The guards saluted and then kneeled. A high councilman walked in bearing Gungnir. Kneeling before Loki when he reached him.

He still felt his past self be a bit confused, but knew he was the king of Asgard now that he was the only prince able to take over for Odin. No one knew he was a Frost Giant. If they did, there was no way they would be presenting him with Odin's staff. Hell, they probably were reluctant to give it to him now. He was no great warrior like Thor, even though he could hold his own in a match even without magic.

He reached out and took Gungnir while his mother spoke from where she sat, catching his brief hesitation before he had picked up the staff.

"Thor is banished," she said in a strong voice, "The line of succession falls to you. Until Odin awakens, Asgard is yours."

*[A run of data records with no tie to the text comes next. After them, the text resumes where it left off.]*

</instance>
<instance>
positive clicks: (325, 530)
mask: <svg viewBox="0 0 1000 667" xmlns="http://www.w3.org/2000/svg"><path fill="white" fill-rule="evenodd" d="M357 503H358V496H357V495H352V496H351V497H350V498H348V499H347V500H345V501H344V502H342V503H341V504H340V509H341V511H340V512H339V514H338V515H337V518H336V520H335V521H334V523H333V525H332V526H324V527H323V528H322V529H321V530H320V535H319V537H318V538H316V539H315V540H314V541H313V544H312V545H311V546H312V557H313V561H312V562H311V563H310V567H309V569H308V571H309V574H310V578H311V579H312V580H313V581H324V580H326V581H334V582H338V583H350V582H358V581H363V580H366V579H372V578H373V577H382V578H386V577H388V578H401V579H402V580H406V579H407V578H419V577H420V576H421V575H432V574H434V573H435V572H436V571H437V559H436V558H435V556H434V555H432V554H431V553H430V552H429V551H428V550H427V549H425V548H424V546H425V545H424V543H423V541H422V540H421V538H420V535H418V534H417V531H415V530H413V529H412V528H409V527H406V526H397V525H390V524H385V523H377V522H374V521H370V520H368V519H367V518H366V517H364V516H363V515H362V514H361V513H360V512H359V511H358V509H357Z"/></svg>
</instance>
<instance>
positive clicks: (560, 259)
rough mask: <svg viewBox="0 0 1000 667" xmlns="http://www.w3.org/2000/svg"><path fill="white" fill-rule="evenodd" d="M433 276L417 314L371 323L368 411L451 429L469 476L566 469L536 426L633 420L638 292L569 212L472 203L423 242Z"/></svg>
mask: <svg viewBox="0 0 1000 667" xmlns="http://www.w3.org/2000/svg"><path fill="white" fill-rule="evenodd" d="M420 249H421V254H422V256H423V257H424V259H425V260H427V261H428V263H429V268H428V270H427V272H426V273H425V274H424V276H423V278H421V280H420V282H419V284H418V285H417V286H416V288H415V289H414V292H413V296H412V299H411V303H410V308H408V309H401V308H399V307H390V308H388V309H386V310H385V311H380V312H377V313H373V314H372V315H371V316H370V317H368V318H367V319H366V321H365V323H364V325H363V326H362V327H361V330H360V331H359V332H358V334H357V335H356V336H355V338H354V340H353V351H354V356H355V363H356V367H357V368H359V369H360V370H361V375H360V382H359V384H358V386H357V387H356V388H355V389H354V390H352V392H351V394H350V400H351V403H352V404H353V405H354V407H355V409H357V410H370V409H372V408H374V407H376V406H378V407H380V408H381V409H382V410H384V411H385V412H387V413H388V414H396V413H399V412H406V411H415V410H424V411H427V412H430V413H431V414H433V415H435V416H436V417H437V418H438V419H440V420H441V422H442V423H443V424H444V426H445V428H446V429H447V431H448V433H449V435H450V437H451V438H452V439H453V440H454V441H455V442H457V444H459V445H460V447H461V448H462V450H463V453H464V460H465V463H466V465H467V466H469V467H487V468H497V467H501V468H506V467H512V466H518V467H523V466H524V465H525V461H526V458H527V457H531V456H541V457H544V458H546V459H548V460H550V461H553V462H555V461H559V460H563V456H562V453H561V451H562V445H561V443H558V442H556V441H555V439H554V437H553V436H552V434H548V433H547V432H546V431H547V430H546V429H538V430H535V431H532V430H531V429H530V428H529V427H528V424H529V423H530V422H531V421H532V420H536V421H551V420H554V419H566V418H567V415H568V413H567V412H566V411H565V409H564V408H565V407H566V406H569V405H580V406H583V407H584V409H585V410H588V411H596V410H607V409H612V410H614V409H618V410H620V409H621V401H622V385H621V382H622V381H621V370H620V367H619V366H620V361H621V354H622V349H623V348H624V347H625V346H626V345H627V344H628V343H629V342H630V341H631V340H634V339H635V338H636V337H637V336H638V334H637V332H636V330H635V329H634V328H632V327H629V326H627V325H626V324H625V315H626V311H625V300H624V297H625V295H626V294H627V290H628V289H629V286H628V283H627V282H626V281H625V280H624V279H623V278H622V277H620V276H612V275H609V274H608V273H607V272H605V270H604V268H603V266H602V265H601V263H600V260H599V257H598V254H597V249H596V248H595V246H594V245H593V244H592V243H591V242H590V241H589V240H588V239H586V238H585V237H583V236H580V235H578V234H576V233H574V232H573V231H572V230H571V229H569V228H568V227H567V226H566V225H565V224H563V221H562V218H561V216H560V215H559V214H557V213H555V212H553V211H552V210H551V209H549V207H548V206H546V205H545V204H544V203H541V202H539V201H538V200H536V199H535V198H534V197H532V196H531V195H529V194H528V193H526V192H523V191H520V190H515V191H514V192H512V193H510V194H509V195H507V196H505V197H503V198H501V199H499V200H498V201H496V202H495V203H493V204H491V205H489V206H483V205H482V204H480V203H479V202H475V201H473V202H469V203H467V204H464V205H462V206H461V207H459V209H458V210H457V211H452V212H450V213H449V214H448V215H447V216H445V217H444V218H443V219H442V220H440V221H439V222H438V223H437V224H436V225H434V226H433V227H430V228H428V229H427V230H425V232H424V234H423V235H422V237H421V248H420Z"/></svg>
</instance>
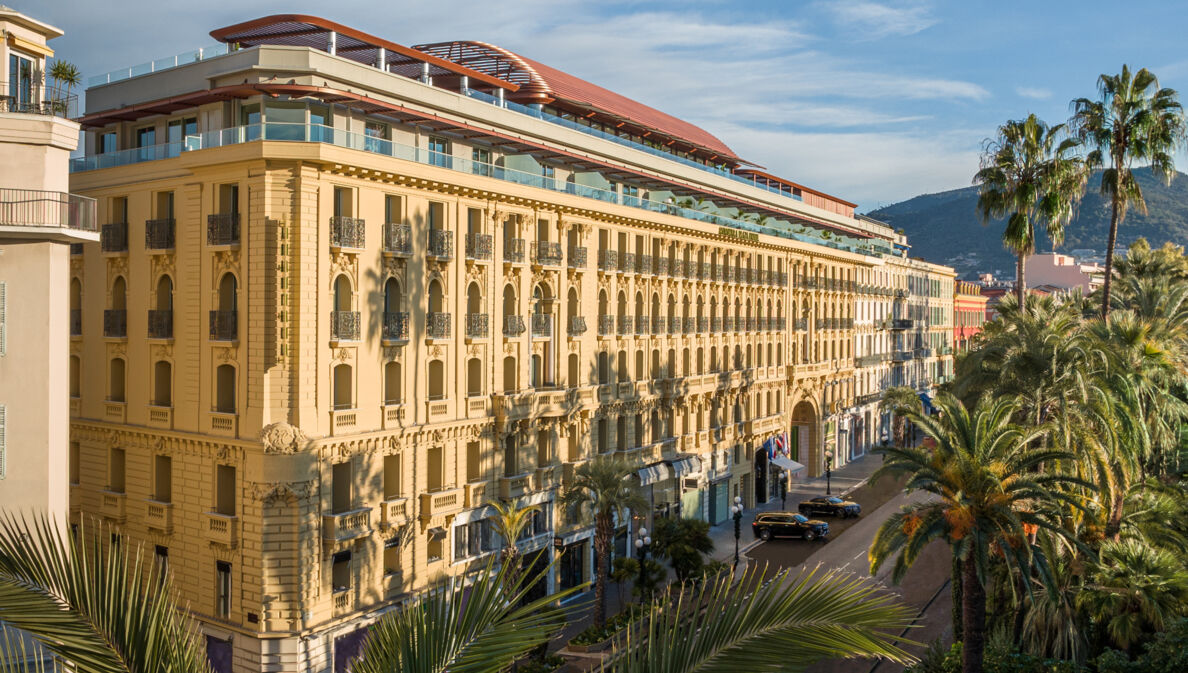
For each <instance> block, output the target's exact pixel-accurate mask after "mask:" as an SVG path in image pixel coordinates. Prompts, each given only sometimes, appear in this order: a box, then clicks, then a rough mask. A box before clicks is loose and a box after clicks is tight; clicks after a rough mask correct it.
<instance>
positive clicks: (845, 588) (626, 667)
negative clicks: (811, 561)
mask: <svg viewBox="0 0 1188 673" xmlns="http://www.w3.org/2000/svg"><path fill="white" fill-rule="evenodd" d="M765 573H766V570H765V568H759V567H752V568H750V570H747V571H746V573H744V575H742V578H741V579H740V580H739V581H734V578H733V577H732V575H731V573H722V574H720V575H719V577H718V578H716V579H712V580H706V581H703V583H700V584H697V585H695V586H691V585H684V586H683V587H682V589H681V591H680V592H678V593H676V595H675V596H674V597H672V598H671V599H670V600H669V599H661V600H656V602H653V603H652V604H651V608H650V610H649V612H647V618H645V619H642V621H640V622H638V623H637V624H639V625H637V627H634V628H632V629H630V630H628V631H627V640H626V643H625V644H624V647H623V649H621V650H620V652H618V653H615V654H614V655H612V658H611V659H609V660H608V662H605V663H604V666H602V671H608V672H613V673H637V672H638V673H691V672H694V671H703V672H710V671H747V672H757V673H762V672H767V671H770V672H775V671H798V669H801V668H803V667H804V666H807V665H808V663H811V662H814V661H817V660H821V659H827V658H843V659H853V658H859V656H868V658H884V659H887V660H890V661H893V662H897V663H910V662H911V661H912V656H911V655H909V654H908V653H906V652H904V650H903V649H902V648H901V647H899V646H897V644H896V641H897V640H899V639H897V636H896V634H899V633H902V631H903V629H904V628H906V627H908V625H909V624H910V623H911V618H912V614H911V610H909V609H908V606H906V605H903V604H902V603H898V602H896V599H895V598H893V597H892V596H891V595H890V593H887V592H886V591H884V590H881V589H880V587H878V586H877V585H874V584H873V583H872V581H871V580H868V579H859V578H857V577H855V575H852V574H847V573H841V572H838V571H829V572H826V573H823V574H822V573H821V571H820V568H817V570H813V571H809V572H805V573H801V574H798V575H794V574H791V573H790V572H789V571H786V570H785V571H781V572H779V573H777V574H775V575H772V577H765ZM809 634H811V637H808V636H809ZM901 642H905V643H908V644H915V643H911V642H910V641H901Z"/></svg>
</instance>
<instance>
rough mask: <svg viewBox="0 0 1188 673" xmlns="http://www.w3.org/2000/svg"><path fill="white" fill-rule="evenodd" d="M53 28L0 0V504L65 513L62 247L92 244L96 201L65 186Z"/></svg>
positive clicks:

Loki held the staff firmly. He could do this again, and he had experience. Maybe even addressing the homeless issues and those in poverty would help before they became bigger problems down the road. He may as well, seeing as he had the power to make a difference.

He didn't like the majority of Asgardians, but it was still Thor's home, and his mother's. He could at least make some positive changes that wouldn't be too time consuming.

"Make your father proud," Frigga said, making Loki suppress a look of distaste. He wanted to do nothing of the sort for such a man. But he would rule Asgard well for his mother.

"My king," Frigga gave a slight nod. It was good to know she always considered him worthy of the throne.

'Even when I wasn't,' he thought a little sadly.